A centenária Feira de Garvão começou ontem, dia 12, no concelho de Ourique, prolongando-se até domingo. Foi também ontem que Ricardo Guerreiro, fotógrafo de profissão e com ligações a essa terra, apresenta o livro Garvonesa – Reencontro com uma raça histórica, uma obra que dá a conhecer aquela que é uma das raças bovinas portuguesas, autóctone do Baixo Alentejo com especial incidência na bacia hidrográfica do Mira, que esteve bem perto da extinção há uns anos.
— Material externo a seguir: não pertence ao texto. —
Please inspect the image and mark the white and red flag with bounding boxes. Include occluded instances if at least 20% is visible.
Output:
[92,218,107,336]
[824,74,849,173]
O autor procurou que o livro “não fosse uma galeria de postais, mas antes uma coleção de pequenas narrativas visuais acompanhadas de legendas curtas em que o leitor é guiado por alguns enredos simples que desvendam comportamentos, peculiaridades e ligações destes animais com o meio que habitam”.
Em suma, o livro que Ricardo Guerreiro gostaria de ter sobre a raça garvonesa “e que não havia”. O “Diário do Alentejo” desvenda um excerto e algumas fotografias da obra.
“O improvável, serôdio e longo desabrochar de um projecto"
"Passam 32 anos desde que os meus avós se reformaram, deixando de viver na herdade do Arzil. Os mesmos 32 anos separam-me do contacto próximo e recorrente com gado bovino. Em retrospetiva, quase parece que o livro que agora tem nas mãos é produto de uma série de coincidências e que o mais provável era nunca ter existido.
Corria o ano 2000. Volvida quase uma década desde as últimas férias em contacto diário com a manada e as duas últimas garvonesas do Arzil, regressava de visita a familiares no Algarve. Sem que pudesse imaginar, a paragem na área de serviço de Alcácer do Sal viria a ser, em grande parte, responsável pela existência desta obra. No toalhete que cobria o tabuleiro da cafetaria podia ler-se “Algumas Raças de Bovinos de Portugal Continental”. Tratava-se de uma edição do portal Naturlink, hoje extinto, para promoção das raças portuguesas, em que uma das raças ilustradas era a Garvonesa. Era a primeira referência escrita que via sobre a raça. Até então, apenas tinha as referências orais na zona de Garvão. Estava incrédulo com a “descoberta”.
Decidi ali e então que ia fazer “qualquer coisa” sobre a raça Garvonesa. Não sei bem o que isso queria dizer, pois nesse tempo não fotografava nem realizava filmes, fosse profissionalmente ou como passatempo. Não estava propriamente a pensar num livro, nem num filme… que coisa? A ideia latente amadureceu lentamente e seria precisa mais outra dúzia de anos para que, já a laborar como fotógrafo, decidisse começar o projeto. Pouco mais de uma década, com vários interregnos e regressos, várias exposições, um artigo na National Geographic Portugal, palestras multimédia e um concurso de desenho juvenil, tudo sobre a raça Garvonesa, separa o arranque, deste momento. De certa forma, este reencontro com a Garvonesa foi também um regresso a casa, pois foi em muito responsável por estar de novo tão regularmente em Garvão e (re)criar a ligação que hoje tenho com a zona a que chamo, sem complexos, “a minha terra”, sem lá ter nascido ou alguma vez vivido.
Talvez este livro seja ainda um fechar de capítulo. Até há pouco tempo, alimentei a ideia de que também um dia diria com propriedade “às vezes lá no meu monte” e possuiria gado chamusco, com reses de amansia e tudo. Ainda não aconteceu. Por ventura não acontecerá, mas o imenso gosto de partilhar estas histórias sobre a raça Garvonesa com o público, deixando-as em livro, traz-me algum cómodo e consolo à alma.
A si, que folheou, leu, bom proveito e obrigado."
Foto | A travessia de cursos de água para mudança de pastagens é um comportamento que pode ocorrer espontaneamente ou ser espoletado pelo vaqueiro. Quando tive oportunidade de fotografar uma destas ocorrências com a Garvonesa, os drones ainda eram uma miragem e para obter uma perspetiva mais interessante e invulgar que não fosse tomada das margens da ribeira, tive de recorrer ao uso de um caiaque.
Foto | Sinais de boa adaptação e resiliência. No pino do verão, depois do pasto bem rapado do chão, a rama de azinheiras e sobreiras é um complemento alimentar bem vindo para os animais que a consigam alcançar.
Foto | Fim de tarde em São Martinho das Amoreiras com o criador de Garvonesa, Manuel António Domingos, misturando trabalho fotográfico com reviver de experiências da juventude.
Foto | Após parir, uma vaca come a placenta. Há várias explicações propostas para este comportamento, chamado de placentofagia. As principais são a reabsorção de nutrientes relevantes no pós-parto, o simples saciar de fome ou a eliminação de vestígios do parto para ocultar, de eventuais predadores, o facto de haver uma nova e vulnerável presa na zona.